И все-таки прошли месяцы, прежде чем началось судебное разбирательство, ибо одного из главных подозреваемых, солдата Рунге, отпущенного в свою прежнюю воинскую часть и дезертировавшего по дороге, смогли обнаружить и арестовать в одном из отрядов пограничной стражи только в середине апреля. Процесс начался в середине мая в военно-полевом суде Гвардейской кавалерийской дивизии, членом которого стал и капитан-лейтенант Канарис. Имперское правительство неоднократно и до такой степени активно вмешивалось в процедуру подбора состава суда, что это дало обвиняемым повод заявить о предвзятости судей. Тем временем произошли события, значительно ослабившие интерес общественности к процессу. В Мюнхене была провозглашена советская республика, но через четыре недели, после ожесточенных уличных боев, снова свергнута. Еще перед началом судебного разбирательства пришло известие об убийстве в Мюнхене заложников; этот эпизод как нельзя лучше иллюстрировал глубину падения политической морали в Германии по вине, главным образом, крайне левых, чьи вожди сами стали жертвами этого нравственного разложения.

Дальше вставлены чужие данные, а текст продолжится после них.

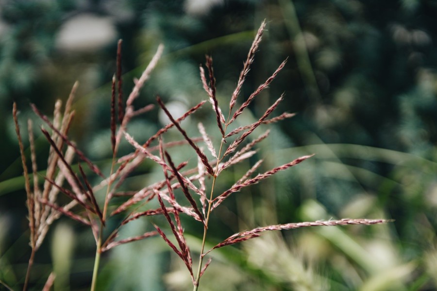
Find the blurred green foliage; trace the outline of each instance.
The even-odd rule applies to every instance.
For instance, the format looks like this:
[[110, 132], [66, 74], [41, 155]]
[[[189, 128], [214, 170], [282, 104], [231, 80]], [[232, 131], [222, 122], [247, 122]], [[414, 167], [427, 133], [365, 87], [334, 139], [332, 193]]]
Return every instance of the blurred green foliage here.
[[[317, 154], [218, 209], [210, 243], [268, 223], [342, 217], [396, 221], [288, 231], [220, 249], [212, 254], [202, 290], [437, 290], [437, 1], [3, 0], [0, 14], [0, 280], [14, 290], [23, 283], [30, 248], [13, 101], [24, 131], [26, 118], [36, 120], [29, 103], [50, 115], [54, 100], [65, 100], [79, 80], [71, 136], [104, 169], [110, 163], [109, 81], [118, 38], [123, 39], [125, 92], [159, 43], [166, 46], [136, 106], [153, 103], [158, 94], [187, 108], [206, 99], [198, 66], [208, 54], [225, 108], [254, 30], [264, 18], [268, 30], [242, 95], [247, 97], [281, 62], [288, 61], [251, 107], [253, 116], [242, 119], [254, 120], [283, 92], [282, 109], [298, 115], [275, 126], [256, 157], [266, 159], [267, 170], [301, 154]], [[115, 36], [90, 49], [60, 44], [65, 26], [84, 15], [108, 20]], [[82, 29], [79, 35], [86, 34]], [[217, 130], [210, 113], [205, 108], [184, 124], [189, 134], [199, 135], [199, 120], [208, 132]], [[155, 110], [137, 118], [129, 131], [142, 141], [161, 126]], [[43, 171], [48, 146], [38, 137]], [[121, 153], [131, 150], [123, 146]], [[172, 154], [178, 161], [194, 156], [185, 148]], [[227, 188], [249, 166], [224, 174], [218, 189]], [[148, 164], [142, 170], [128, 180], [132, 188], [126, 190], [154, 181], [161, 171]], [[63, 274], [58, 286], [69, 282], [70, 290], [86, 290], [92, 235], [66, 221], [76, 243], [71, 264], [65, 265], [69, 271], [61, 268], [70, 272], [69, 279]], [[199, 245], [202, 230], [190, 223], [186, 230]], [[53, 270], [50, 246], [56, 235], [49, 236], [37, 255], [35, 290]], [[187, 290], [189, 276], [169, 250], [155, 239], [114, 249], [103, 259], [101, 290]]]

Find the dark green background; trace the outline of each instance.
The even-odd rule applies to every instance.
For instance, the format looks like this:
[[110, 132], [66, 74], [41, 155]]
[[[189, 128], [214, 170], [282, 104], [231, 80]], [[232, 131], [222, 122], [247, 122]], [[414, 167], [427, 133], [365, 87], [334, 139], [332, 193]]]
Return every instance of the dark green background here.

Накануне начала процесса граф Брокдорф-Ранцау получил в Версале от союзников условия мирного договора, который Шейдеман назвал «ограниченным сроком смертным приговором».

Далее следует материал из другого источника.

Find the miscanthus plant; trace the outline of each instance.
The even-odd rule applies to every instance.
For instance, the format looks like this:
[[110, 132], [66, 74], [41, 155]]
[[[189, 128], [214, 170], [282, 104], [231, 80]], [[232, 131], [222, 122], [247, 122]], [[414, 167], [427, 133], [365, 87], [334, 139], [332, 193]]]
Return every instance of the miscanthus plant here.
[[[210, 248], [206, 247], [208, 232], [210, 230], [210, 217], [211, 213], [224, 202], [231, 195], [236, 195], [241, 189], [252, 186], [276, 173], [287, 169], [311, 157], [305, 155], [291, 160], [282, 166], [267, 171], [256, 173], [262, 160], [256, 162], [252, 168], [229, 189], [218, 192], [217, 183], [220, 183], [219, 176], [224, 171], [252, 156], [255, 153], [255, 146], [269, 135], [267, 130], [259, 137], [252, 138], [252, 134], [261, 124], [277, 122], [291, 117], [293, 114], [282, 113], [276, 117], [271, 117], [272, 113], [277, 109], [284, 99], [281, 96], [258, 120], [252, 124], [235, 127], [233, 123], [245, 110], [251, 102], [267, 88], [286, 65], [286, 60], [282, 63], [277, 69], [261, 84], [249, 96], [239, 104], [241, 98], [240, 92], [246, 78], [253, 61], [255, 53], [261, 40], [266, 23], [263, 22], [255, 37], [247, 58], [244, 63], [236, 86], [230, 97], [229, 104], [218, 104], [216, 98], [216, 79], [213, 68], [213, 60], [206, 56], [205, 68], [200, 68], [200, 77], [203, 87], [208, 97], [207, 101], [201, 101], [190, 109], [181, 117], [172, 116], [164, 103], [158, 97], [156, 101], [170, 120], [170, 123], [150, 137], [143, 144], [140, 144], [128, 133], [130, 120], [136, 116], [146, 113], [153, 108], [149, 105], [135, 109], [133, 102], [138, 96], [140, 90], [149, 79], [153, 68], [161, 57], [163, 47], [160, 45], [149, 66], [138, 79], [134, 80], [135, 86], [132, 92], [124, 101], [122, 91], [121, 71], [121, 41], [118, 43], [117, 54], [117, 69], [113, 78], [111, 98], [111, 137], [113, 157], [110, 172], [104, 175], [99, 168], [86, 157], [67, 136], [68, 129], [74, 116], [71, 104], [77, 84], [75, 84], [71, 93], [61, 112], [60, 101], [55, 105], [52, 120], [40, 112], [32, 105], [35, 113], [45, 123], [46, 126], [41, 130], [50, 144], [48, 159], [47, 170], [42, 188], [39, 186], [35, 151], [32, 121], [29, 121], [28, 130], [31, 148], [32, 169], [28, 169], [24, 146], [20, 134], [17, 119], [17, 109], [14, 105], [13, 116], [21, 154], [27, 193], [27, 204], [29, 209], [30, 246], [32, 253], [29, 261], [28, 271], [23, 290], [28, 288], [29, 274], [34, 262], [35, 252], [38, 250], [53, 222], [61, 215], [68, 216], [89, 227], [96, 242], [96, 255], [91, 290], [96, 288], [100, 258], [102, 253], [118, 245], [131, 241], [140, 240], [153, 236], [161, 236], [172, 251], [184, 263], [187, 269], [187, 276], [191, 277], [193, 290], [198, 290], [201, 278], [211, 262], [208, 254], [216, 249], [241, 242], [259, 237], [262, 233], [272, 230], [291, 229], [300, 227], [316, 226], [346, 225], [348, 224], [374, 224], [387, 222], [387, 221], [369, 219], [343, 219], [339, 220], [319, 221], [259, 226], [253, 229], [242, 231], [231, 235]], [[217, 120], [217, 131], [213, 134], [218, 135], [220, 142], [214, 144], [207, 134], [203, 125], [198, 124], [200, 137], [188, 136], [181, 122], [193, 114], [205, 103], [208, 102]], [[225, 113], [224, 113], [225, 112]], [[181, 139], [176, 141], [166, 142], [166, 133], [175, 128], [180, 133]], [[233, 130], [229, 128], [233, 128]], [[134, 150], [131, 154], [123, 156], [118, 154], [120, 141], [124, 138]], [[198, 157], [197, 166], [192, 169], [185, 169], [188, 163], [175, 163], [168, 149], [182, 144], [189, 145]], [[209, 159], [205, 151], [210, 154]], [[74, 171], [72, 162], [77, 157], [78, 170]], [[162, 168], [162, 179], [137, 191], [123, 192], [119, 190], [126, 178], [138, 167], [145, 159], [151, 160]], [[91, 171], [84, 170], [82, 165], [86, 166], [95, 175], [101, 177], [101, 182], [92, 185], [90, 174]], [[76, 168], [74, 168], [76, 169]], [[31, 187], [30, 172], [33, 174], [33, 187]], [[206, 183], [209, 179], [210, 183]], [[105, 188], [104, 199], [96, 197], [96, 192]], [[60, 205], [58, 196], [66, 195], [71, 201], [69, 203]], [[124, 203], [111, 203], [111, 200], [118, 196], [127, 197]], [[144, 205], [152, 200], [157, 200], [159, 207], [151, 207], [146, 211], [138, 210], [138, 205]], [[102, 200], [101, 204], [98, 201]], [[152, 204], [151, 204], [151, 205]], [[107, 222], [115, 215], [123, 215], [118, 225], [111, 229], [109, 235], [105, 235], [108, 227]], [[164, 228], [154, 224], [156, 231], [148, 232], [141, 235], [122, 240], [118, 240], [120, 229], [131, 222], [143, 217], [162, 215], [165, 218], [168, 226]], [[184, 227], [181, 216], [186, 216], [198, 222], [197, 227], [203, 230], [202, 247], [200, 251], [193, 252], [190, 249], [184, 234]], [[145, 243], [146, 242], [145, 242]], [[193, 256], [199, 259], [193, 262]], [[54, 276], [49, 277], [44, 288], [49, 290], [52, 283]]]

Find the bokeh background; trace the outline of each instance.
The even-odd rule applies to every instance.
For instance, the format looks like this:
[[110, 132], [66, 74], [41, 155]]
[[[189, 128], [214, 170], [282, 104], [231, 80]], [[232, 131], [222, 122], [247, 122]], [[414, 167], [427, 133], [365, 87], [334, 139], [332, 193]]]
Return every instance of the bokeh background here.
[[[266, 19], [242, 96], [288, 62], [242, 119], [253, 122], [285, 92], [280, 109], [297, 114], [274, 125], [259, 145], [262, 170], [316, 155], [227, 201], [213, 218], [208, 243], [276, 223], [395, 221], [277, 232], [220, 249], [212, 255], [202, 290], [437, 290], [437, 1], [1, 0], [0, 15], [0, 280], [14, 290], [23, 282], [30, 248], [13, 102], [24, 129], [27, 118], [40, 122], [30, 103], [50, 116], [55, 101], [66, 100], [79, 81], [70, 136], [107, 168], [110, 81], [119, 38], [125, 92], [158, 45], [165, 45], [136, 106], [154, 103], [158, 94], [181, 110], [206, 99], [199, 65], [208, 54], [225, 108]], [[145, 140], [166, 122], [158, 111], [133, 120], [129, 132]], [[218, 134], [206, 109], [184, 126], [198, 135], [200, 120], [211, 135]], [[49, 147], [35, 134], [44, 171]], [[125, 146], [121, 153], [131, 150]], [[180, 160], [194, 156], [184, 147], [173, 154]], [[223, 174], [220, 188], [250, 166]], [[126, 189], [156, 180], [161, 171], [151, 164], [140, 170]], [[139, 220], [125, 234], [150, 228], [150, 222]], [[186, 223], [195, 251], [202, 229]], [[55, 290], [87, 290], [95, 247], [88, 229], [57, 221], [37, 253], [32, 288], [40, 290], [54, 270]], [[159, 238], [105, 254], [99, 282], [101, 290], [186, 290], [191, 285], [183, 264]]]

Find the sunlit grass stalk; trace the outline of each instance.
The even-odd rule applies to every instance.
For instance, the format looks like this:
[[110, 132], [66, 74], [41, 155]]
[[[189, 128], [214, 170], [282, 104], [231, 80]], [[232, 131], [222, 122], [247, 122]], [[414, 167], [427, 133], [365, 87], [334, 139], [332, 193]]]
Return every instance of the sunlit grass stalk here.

По пути в зал суда большинство военных судей вместе с приглашенными семьюдесятью свидетелями и семью экспертами могли прочитать, как утренние газеты дружно осуждали «насильственный мир».
Несмотря на вызванные этими событиями волнения, заседание суда прошло по-деловому и без каких-либо помех. Позднее крайне левые попытались дискредитировать приговор военно-полевого суда, называя его пристрастным. И социал-демократическая «Форвертс», признавая факт тщательно проведенного предварительного следствия, сожалела, что четверо офицеров, участвовавших в убийстве Либкнехта, были полностью оправданы, и критиковала приговор по делу Люксембург, прежде всего, в той его части, где главного обвиняемого, старшего лейтенанта Фогеля, приговорили к тюремному заключению, но не за причинение тяжкого телесного повреждения или умышленное убийство, а всего лишь за злоупотребление должностными полномочиями. Но ведь после заключения врачей, проводивших вскрытие в присутствии тайного советника Бира, которое ничуть не противоречило показаниям участников драмы, другого приговора, по крайней мере по делу Либкнехта, нельзя было и ожидать; во всяком случае, не было никаких оснований сомневаться в добросовестности судей. Эту точку зрения отстаивала и демократическая газета «Воссише цайтунг», которая писала, что даже суд присяжных едва ли смог бы принять иное решение, чем военный трибунал. Однако, добавил автор статьи, психологический климат в гражданском суде был бы другой и общественность встретила бы его приговор с бо льшим пониманием. Конец фразы напоминает о развернутой в печатных органах крайне левых злобной кампании, раздувавшей и подогревавшей в рабочих массах недоверие к военным вообще и к военному судопроизводству в частности. Приведем отдельные выдержки из комментария «Франкфуртер цайтунг» (№ 359 от 16 мая 1919 г.): «Если уже эта часть приговора (имеется в виду оправдательный вердикт в случае с Либкнехтом. – Авт.) используется для того, чтобы представить весь судебный процесс как фарс, то необходимо констатировать, что, насколько нам известно, никто из критиков следственных органов и суда не привел конкретные данные, позволяющие усомниться в добросовестности судей. И недаром такой умный и непредвзятый наблюдатель, как Стефан Гроссман, присутствовавший на всех судебных заседаниях, делясь своими впечатлениями, в газете «Воссише цайтунг» писал, что ни один из судей ни разу не пытался обойти или нарушить закон в пользу обвиняемых».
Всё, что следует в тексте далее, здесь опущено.